Usulan Pra-Musrenbang Kecamatan Lowokwaru, 80 Persen Terkait Masalah Lingkungan

Jan 28, 2021 17:05
Camat Lowokwaru Joao Maria Gomes De Carvalho
Camat Lowokwaru Joao Maria Gomes De Carvalho

Sebanyak 1.066 usulan pembangunan di Kecamatan Lowokwaru telah masuk Sistem Informasi Pembangunan Daerah (SIPD) Kota Malang. Hal tersebut terungkap dalam pra-musyawarah pembangunan daerah (pra-musrenbang) tahun 2021 dalam rangka penyusunan Rencana Kerja Pemerintah Daerah (RKPD) tahun 2022 Kecamatan Lowokwaru, Kamis (28/1/2021).

Namun dari usulan tersebut, menurut  Camat Lowokwaru Joao Maria Gomes De Carvalho di sela-sela kegiatan pra-musrenbang, erdapat usulan prioritas perihal permasalahan lingkungan di Kecamatan Lowokwaru. "Sebanyak 80 persen usulan ingin adanya perbaikan yang ada hubungan dengan lingkungan. Ya permasalahan banjir, saluran drainase, jalan, paving dan lainnya," jelasnya, Kamis (28/1/2021).

Baca Juga : Jalankan Program Kemensos RI, Dinsos-P3AP2KB Kota Malang Mulai Data Penyandang Disabilitas

Gayung bersambut. Pihak kecamatan menyambangi kelurahan-kelurahan untuk menyampaikan agar usulan fokus pada permasalahan  lingkungan. Apalagi,  setiap kali musim hujan, selalu berdampak adanya gangguan. Sebut saja permasalahan saluran dan banjir di beberapa titik di Kecamatan Lowokwaru.
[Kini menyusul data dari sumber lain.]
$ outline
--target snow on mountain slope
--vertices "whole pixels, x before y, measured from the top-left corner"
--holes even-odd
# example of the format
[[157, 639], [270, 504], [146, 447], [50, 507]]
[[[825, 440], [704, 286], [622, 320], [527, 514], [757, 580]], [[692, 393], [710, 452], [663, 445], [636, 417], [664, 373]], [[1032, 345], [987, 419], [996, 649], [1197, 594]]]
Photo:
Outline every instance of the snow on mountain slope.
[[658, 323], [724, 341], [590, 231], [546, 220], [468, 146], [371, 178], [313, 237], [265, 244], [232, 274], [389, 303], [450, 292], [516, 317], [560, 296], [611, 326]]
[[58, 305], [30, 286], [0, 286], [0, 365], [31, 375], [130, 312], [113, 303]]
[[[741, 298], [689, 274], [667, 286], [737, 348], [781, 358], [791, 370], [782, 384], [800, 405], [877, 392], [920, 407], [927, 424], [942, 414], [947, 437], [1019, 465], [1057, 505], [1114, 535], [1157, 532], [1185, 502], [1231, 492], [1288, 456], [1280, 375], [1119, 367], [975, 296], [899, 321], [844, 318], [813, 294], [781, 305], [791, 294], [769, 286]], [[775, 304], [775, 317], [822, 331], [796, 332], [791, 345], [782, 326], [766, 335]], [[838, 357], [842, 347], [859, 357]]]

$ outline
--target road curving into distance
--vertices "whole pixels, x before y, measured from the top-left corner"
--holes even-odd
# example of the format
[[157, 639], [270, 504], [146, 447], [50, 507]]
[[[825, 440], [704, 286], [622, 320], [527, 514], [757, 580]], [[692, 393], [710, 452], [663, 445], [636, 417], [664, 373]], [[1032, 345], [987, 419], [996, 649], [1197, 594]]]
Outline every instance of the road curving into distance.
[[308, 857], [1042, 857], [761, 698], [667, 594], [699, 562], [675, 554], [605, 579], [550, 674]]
"Saya sampaikan kita harus fokus terhadap permasalahan di Kecamatan Lowokwaru untuk diselesaikan satu per satu. Dan kebetulan, urusan lingkungan ini setiap musim hujan selalu mengganggu. Masyarakat waswas. Ada yang di pinggiran kali takut rumahnya longsor, masalah saluran nggak beres, air meluap menyebabkan banjir dan lain sebagainya," ungkapnya.

Karena itu, kecamatan berharap usulan-usulan mengenai permasalahan lingkungan bisa diakomodasi pada tahun 2022. Sehingga, permasalahan lingkungan yang dialami Kecamatan Lowokwaru selama ini bisa selesai serta membuat masyarakat tenang dan tak ramai lagi perihal permasalahan lingkungan.

"Meskipun ini menjadi prioritas,  arah kebijakan untuk juga memprioritaskan bidang pendidikan dan kesehatan juga tak bisa ditinggalkan. Tetapi kembali lagi, urusan lingkungan harus diperhatikan karena hal itu tentunya berhubungan dengan bidang lainnya. Ketika lingkungan terganggu, tentunya juga akan mengganggu lainnya," terang Joao.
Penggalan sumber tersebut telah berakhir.